# Co Clare Wild Camping



## Telrac (Jun 26, 2010)

Has anyone tried the wildcamping spot at Killaloe Co Clare or any others in that rough area? Heading down this afternoon for long weekend to see family in Limerick but don't want to stay in the city. All comments much appreciated!! (we're still quite new to this!)


----------



## havingfun (Oct 31, 2007)

*co.clare wild camping*

hi,

thought i reconised the name of the town,we put a wild camping spot on the map for killaloe,and we need to upgrade it because we found this time you can also park across the river in ballina.

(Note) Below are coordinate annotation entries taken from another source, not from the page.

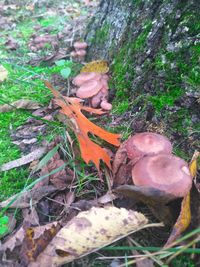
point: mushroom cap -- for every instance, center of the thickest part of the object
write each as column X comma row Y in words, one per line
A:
column 96, row 99
column 85, row 77
column 80, row 45
column 81, row 53
column 164, row 172
column 89, row 89
column 105, row 105
column 147, row 143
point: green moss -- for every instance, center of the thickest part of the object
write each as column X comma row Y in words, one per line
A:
column 123, row 69
column 101, row 34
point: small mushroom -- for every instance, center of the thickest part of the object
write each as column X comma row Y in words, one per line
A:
column 85, row 77
column 105, row 105
column 89, row 89
column 140, row 145
column 165, row 172
column 80, row 46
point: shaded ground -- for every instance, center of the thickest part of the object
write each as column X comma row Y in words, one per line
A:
column 32, row 38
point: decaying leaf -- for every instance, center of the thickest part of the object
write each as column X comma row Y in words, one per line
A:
column 22, row 103
column 88, row 232
column 3, row 73
column 99, row 66
column 42, row 236
column 184, row 218
column 72, row 107
column 32, row 246
column 27, row 198
column 36, row 154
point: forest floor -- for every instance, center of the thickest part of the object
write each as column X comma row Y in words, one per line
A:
column 35, row 44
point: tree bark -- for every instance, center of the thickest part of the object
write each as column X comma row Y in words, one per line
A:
column 152, row 47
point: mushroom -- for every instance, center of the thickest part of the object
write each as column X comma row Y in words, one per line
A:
column 89, row 89
column 140, row 145
column 95, row 87
column 105, row 105
column 85, row 77
column 165, row 172
column 158, row 176
column 80, row 46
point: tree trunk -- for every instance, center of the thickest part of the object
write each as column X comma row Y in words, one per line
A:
column 152, row 48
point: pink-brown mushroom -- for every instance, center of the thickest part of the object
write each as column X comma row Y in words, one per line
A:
column 80, row 46
column 105, row 105
column 140, row 145
column 85, row 77
column 89, row 89
column 165, row 172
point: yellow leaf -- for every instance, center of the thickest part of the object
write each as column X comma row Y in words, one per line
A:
column 3, row 73
column 89, row 231
column 99, row 66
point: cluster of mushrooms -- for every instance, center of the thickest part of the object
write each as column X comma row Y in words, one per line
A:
column 91, row 85
column 153, row 165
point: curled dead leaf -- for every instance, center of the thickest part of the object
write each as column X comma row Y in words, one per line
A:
column 88, row 232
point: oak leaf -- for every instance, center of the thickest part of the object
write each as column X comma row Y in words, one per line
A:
column 90, row 151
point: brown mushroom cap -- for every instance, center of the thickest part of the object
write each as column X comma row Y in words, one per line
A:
column 147, row 143
column 89, row 89
column 81, row 53
column 164, row 172
column 85, row 77
column 73, row 54
column 96, row 99
column 80, row 45
column 105, row 105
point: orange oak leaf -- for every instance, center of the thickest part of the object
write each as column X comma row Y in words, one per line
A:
column 90, row 151
column 184, row 218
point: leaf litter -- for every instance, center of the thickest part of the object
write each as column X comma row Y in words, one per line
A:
column 80, row 228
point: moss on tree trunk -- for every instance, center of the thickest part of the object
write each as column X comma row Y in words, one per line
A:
column 154, row 55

both spots are along the river,canal when you come over the bridge from ballina,turn sharp left,and at the end of the car park is where all the vans park up,if its full,back over the bridge and turn sharp right,follow down the road until you see the sign for the park,about hundred yards,turn in and there are several places to park.

there is water just over the other side of the bridge,near the tourist office,and a toilet

mags,

p.s. most places will let you park,we have just done another 8weeks,wilding,and had no props anywhere,just ask the locals,so helpful.


----------



## erneboy (Feb 8, 2007)

There are endless places all along that coast, so many we stopped recording them. Just keep turning towards the sea, you can't go wrong, Alan.


----------



## philbre (Nov 13, 2008)

*no prob*

v easy anywhere in the area, have fun


----------



## Telrac (Jun 26, 2010)

Thanks very much everyone - we ended up at the spot in Killaloe for two nights then had a night in Mountshannon wildcamping at the marina which was awesome and I will definately add to the list!


----------